心の底から安堵して、九郎も星を見上げた。
















「‥‥‥‥‥‥‥‥‥で?」

「で?とは?」

「これは、何だ?」




九郎は恐る恐る『それ』を指さした。




「‥‥‥‥‥‥な、なかなか個性的な料理だね〜」

「でしょっ!?兄上の為に本当に考えたんだよ!!」

「わ、私は止めたのよ。いくら九郎殿の好物でも、これは‥‥‥」


引きつりながら何とか褒めようとする景時。

すっかり絶賛されたと思い込み胸を張る、普段は料理が得意なゆき。

申し訳なさそうに、ゆきの暴走を止め切れなかったと、態度で謝る朔。









「で、これは‥‥‥」

「兄上お誕生日記念の特別料理!柿の煮物だよっ!!」

「‥‥‥‥‥‥」

「‥‥‥‥‥‥」






‥‥‥‥‥‥恐らく自分の好きな柿を料理すれば喜ぶと思ったのだろうか。


九郎は目眩がした。


「ゆきさん、素晴らしい出来上がりですね」

「本当っ!?弁慶さんが教えてくれたからですよ」

「べっ、弁慶お前っ!?」

「‥‥‥何か?」

「い、いや‥‥‥」


驚く九郎の眼前で、微笑む弁慶の背後に‥‥‥黒い念が見えた、気がした。

どうしてだろう。
祝いだと言われながら、拷問を受けている気がするのは。



「ね、兄上?」

「なっなんだ?」


呼ばれて顔を上げれば、悲しそうなゆき。

今にも泣き出しそうに、眼を潤ませている。


(うっ‥‥‥)


「兄上‥‥‥食べてくれないの‥‥‥?」

「た、たたた食べるぞ!!」

「??どうしたの?」

「感動しているんでしょう。

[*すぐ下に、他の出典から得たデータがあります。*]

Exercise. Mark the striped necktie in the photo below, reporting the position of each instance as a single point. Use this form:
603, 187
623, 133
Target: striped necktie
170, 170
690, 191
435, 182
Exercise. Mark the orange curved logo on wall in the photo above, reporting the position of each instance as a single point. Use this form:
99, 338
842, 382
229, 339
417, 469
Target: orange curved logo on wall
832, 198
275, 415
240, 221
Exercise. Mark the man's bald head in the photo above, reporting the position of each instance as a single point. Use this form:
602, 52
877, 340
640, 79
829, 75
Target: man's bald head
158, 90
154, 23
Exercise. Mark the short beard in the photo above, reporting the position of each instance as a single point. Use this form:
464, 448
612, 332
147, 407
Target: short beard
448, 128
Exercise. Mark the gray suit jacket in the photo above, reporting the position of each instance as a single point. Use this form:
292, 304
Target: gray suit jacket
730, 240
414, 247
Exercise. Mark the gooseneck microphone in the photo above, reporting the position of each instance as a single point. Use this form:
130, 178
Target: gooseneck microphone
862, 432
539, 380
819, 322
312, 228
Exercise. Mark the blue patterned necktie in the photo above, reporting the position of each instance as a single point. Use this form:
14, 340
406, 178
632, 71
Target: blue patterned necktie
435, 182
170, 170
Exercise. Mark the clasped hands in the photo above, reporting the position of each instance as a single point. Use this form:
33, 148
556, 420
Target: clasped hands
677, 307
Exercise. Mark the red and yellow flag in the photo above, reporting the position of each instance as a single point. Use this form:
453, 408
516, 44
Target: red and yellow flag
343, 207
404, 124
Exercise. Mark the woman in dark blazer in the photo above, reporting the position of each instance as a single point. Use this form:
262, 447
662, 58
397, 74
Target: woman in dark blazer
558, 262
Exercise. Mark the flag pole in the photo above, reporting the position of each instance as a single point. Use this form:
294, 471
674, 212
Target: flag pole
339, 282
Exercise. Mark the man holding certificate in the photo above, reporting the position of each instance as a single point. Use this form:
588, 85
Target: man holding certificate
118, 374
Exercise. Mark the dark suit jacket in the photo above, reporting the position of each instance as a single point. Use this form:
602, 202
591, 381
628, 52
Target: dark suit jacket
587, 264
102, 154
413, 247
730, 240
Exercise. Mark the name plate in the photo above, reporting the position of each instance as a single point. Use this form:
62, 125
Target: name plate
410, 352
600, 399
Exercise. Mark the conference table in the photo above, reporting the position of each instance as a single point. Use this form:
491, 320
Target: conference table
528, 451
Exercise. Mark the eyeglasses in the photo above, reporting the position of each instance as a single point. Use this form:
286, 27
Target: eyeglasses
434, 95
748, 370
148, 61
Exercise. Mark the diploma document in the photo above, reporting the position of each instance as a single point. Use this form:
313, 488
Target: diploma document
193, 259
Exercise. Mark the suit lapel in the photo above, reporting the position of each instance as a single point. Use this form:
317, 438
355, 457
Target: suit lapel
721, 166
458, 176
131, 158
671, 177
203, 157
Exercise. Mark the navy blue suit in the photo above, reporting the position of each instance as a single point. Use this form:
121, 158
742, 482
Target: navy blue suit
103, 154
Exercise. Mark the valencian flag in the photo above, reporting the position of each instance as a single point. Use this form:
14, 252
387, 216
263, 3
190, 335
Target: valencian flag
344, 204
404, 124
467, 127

ねぇ九郎?」

「そ、そそそそうだ!そうだとも!!」

「良かったあ!!」


そして九郎はにこにこと素直に笑うゆきに「はい、あ〜ん」と食べさせて貰った。


にこにこと黒く笑う弁慶と、憐れみの視線を投げ掛ける梶原兄妹の前。


不覚にも涙ぐんでしまったのは、珍味のなせる技か感動からか。

答えは本人のみぞ知る。























その後、息も絶え絶えな九郎に


「お誕生日おめでとう!!
兄上がずっと健やかにいられますように」


正面から抱き付いたゆきは、頬に口接けを落とした。



‥‥‥幸せであるように。
祈りを、こめて。


















‥‥‥一瞬だけ沸き上がった想い。
気付かない事にした。







星の明かりが眩い、九郎が生まれた日の、出来事。